Belief in the paranormal is a contentious issue, with sceptics scathing of those who give it credence. But who’s right, and why does it inspire such debate?
A terror of ghost affects most children, but that fear isn’t exclusive to the young. The idea of ghosts has been around for millennia, with countless stories taking on the status of folklore.
Many ancient cultures were preoccupied with the afterlife, burying their dead with their earthly belongings – well, it’s one way of avoiding inheritance tax! Death is a certainty, but what comes after is anything but.
And with the media fuelling our fear of the unknown, our fascination hasn’t waned over time.
A strange afternoon
I was inspired to write paranormal fiction after moving to York.
It’s a far cry from my former life (I have an archaeological background, which led to work in Pompeii and the British Museum), but with so many properties claiming to be haunted, York is the perfect setting for ghost hunter Porter Biggleswade.
Dubbed ‘the Shadow Reader’ for her ability to see ghosts, Porter lives above a crystal shop on the infamous Shambles. I can’t attest to seeing ghosts like Porter, but I did have a strange experience not long after moving here.
It took place on Chapter House Street, one cold December afternoon.
Having spent the morning working on my series, I ventured out to clear my head. I was strolling past the Treasurer’s House when the temperature suddenly dropped. It was fleeting, but long enough to unnerve me.
I didn’t see anything, but I could have sworn someone walked through me. I certainly didn’t linger for fear of it happening again.
Scientific struggle
My science background prompts me to try and rationalise what happened that day. Perhaps I was jumpier than usual, having spent weeks researching hauntings for my books.
Harry Martindale’s chilling encounter with a league of ghostly Romans was fresh in my mind, and I could have easily fallen foul to my imagination.
Or maybe it was a natural phenomenon, infrasound, or a rise in the electromagnetic field, which some argue can induce a sense of unease.
Whatever the cause, I’ve since walked that stretch without mishap, even though the memory continues to unnerve.
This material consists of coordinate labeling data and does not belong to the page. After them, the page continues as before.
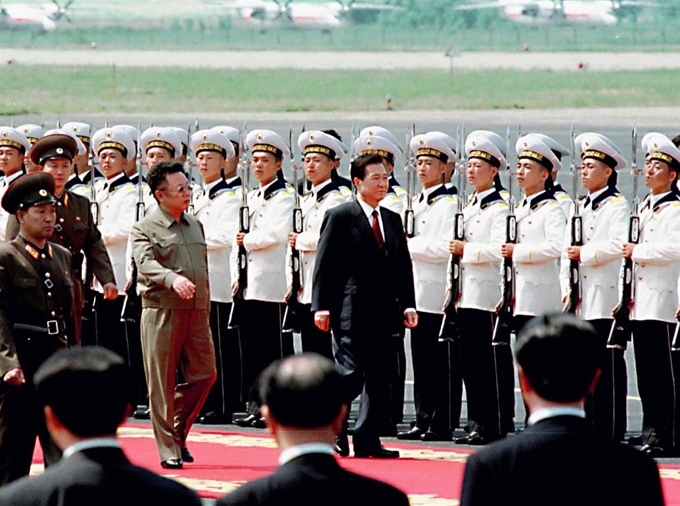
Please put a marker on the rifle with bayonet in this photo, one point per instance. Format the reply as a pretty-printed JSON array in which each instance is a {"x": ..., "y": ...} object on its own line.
[
  {"x": 132, "y": 306},
  {"x": 409, "y": 167},
  {"x": 505, "y": 319},
  {"x": 291, "y": 319},
  {"x": 574, "y": 296},
  {"x": 190, "y": 171},
  {"x": 235, "y": 315},
  {"x": 353, "y": 138},
  {"x": 449, "y": 328},
  {"x": 620, "y": 332}
]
The fact that I can’t explain it is what unsettles me the most.
York residents have also given me ideas for my books. I was enjoying a cheeky glass of vino in town when I fell into conversation with a local.
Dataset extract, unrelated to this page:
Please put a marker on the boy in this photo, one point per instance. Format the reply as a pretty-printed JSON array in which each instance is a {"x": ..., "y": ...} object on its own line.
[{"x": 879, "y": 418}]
He told me about Margaret Clitherow, who was executed for hosting illegal services in the attic of her husband’s shop. The man claimed that Margaret haunts the Shambles, having encountered her one morning on his way to buy a paper.
Hallucination, exaggeration, or simply the beer talking, the teller was certainly convinced by his own story.
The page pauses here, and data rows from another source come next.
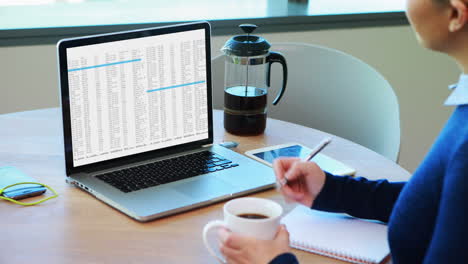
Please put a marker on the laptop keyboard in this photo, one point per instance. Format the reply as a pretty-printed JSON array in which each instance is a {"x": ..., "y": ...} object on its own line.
[{"x": 165, "y": 171}]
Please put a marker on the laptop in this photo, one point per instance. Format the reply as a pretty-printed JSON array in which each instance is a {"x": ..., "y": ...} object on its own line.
[{"x": 138, "y": 123}]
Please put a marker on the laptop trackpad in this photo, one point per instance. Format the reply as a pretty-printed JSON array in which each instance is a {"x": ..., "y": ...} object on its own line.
[{"x": 205, "y": 187}]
Maybe it was embellished for my benefit, but whatever the truth, Margaret now features in my books. Porter regularly sees her ghostly neighbour tormenting York’s tourists. Well, there’s nothing wrong with artistic licence!
Trapped energy of the dead?
Ghost-hunting groups worldwide use an arsenal of equipment to document paranormal phenomena. Controversy surrounds their endeavours, however, because the paranormal doesn’t fall within the confines of recognised science.
But while you can’t study ghosts under test conditions, you could create a standardised methodology. If everyone was using the same critical procedures, perhaps ghost-hunting would be taken more seriously.
While we don’t currently know what a ghost really is, we might in the future. Numerous beliefs have been demystified over time, including the one where people thought the earth was flat!
Trapped energy of the dead or natural phenomena, either way my experience on Chapter House Street unnerved me, and left me rather less sceptical. ‘There’s nothing normal about the paranormal,’ as Porter would say, but it shouldn’t stop us from trying to understand why.
Perhaps ghosts aren’t just for Halloween, after all.